Thin Crust Pizza

For several years I’ve been making this thick-crust Pepperoni Pan Pizza, and my boys have love it every time. But the new new issue of Cook’s Illustrated (January/February 2011) had a thin-crust pizza. Also, the recipe includes a new no-cook pizza sauce.

Thin-Crust Pizza dough takes at least 24-hours.

Overall, the pizza dough is good, 4-stars, but is not worth the extra time; at least 24-hours. I would recommend that normal 90-minute pizza dough. The no-cook sauce was bright, but not as rich as my regular pre-cooked sauce. I give the sauce only 2-1/2 stars.

Issues:

  1. Because I didn’t have a pizza stone, I used an overturned baking sheet.
  2. Because I wanted both pizzas ready at the same time, I squeezed both pizzas onto the same overturned baking sheet. The pizzas were semi-rectangular.
  3. The cooked pizza was hardly thin; it measured a full 1-inch thick. I’m not sure what went wrong, but it was probably that I squeezed both pizzas into the oven at the same time.  Fortunately, I like thick-crust pizza.

Rating: 4-star for dough. 2-1/2-stars for sauce.
Cost: $3.
How much work? Medium.
How big of a mess?  Low.
Start time 4:00 PM. Dinner time 6:00 PM.

Here is the Cook’s Illustrated link to the Pizza Sauce Recipe. The recipe as I made it is below:

28-ounce can whole peeled tomatoes,
1 tablespoon extra-virgin olive oil
1 teaspoon red wine vinegar
2 medium garlic cloves, pressed
1 teaspoon salt
1 teaspoon dried oregano
1/4 teaspoon ground black pepper

  1. Drain and discard the liquid from the canned tomatoes, then process all ingredients in food processor for 30 seconds.
  2. Transfer to container and refrigerate until ready to use. The recipe will yield more than needed for two pizzas. The extra can be refrigerated for up to a week or frozen for up to a month.

Here is the Cook’s Illustrated link to the Pizza and Dough Recipe. The recipe as I made it is below:

16-1/2 ounces (about 3 cups) bread flour
2 teaspoons sugar
1/2 teaspoon rapid-rise yeast
1-1/3 cups ice water (about 10 1/2 ounces)
1 tablespoon vegetable oil
1-1/2 teaspoons salt
1 ounce Parmesan cheese, grated. (about 1/2 cup)
8 ounces whole milk mozzarella, shredded (about 2 cups)

  1. Process flour, sugar, and yeast in food processor for 2 seconds.
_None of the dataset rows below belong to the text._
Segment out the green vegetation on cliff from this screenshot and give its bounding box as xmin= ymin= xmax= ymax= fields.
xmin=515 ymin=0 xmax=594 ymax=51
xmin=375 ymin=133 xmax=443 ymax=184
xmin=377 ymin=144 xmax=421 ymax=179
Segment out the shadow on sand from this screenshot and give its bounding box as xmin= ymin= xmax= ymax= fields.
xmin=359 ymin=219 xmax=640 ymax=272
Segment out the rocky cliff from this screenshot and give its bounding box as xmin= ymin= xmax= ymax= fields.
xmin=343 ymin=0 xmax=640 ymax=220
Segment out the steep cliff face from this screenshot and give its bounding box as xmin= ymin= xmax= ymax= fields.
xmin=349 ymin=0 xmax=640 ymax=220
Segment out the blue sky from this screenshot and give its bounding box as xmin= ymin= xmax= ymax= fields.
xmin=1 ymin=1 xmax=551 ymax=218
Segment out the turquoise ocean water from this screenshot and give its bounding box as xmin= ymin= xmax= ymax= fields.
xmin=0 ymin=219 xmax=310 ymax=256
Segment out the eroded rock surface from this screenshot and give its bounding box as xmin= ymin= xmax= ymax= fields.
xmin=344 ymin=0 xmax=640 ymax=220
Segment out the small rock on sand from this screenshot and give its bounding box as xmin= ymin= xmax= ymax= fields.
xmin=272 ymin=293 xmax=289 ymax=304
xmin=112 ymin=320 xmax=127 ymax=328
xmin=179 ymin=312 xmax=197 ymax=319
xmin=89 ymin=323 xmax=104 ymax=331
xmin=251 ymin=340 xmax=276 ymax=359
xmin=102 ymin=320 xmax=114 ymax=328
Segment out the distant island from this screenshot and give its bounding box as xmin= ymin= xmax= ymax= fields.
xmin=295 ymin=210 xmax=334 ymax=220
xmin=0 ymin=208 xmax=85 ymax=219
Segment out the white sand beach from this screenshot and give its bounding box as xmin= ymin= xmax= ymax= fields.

Then, while running, add water through feed tube. Continue processing until dough is just combined and no dry flour remains, about 10 seconds. Let dough stand 10 minutes.
  2. Prepare large bowl by spraying with cooking spray; set aside.
    Add oil and salt to dough and process until dough ball clears the sides; about 30 to 60 seconds. Remove dough from bowl and knead for about 1 minute on lightly oiled counter-top. Shape the dough into tight ball and place in prepared bowl. Cover with plastic wrap and refrigerate for at least 24 hours; but up to 3 days.
  3. Adjust oven rack to be about 4 to 5 inches below broiler. Set pizza stone or overturned baking sheet onto oven rack, and pre-heat oven to 500 degrees.
  4. Remove the dough from refrigerator, and divide in half. Shape each into ball, and place on lightly oiled baking sheet (at least 3 inches apart). Spray a piece of plastic wrap with cooking spray, cover and let stand for 1 hour.
  5. Working with one ball at a time, generously cover with flour and place on floured counter-top. Gently flatten into 8-inch disk with fingertips, leaving 1-inch of outer edge slightly thicker than center. Working along edges and giving disk quarter turns as you stretch, gently stretch until disk measures 12-inch. Place onto floured peel or another overturned baking sheet. Spread 1/2 cup of pizza sauce over dough, leaving 1/4-inch border. Sprinkle half the Parmesan evenly over sauce, then half the mozzarella. Carefully slide pizza onto pizza stone and bake until cheese and crust is browned, rotating pizza halfway through cooking; about 12 minutes. Let pizza cool on wire rack for 5 minutes before slicing. Finally, repeat for second pizza.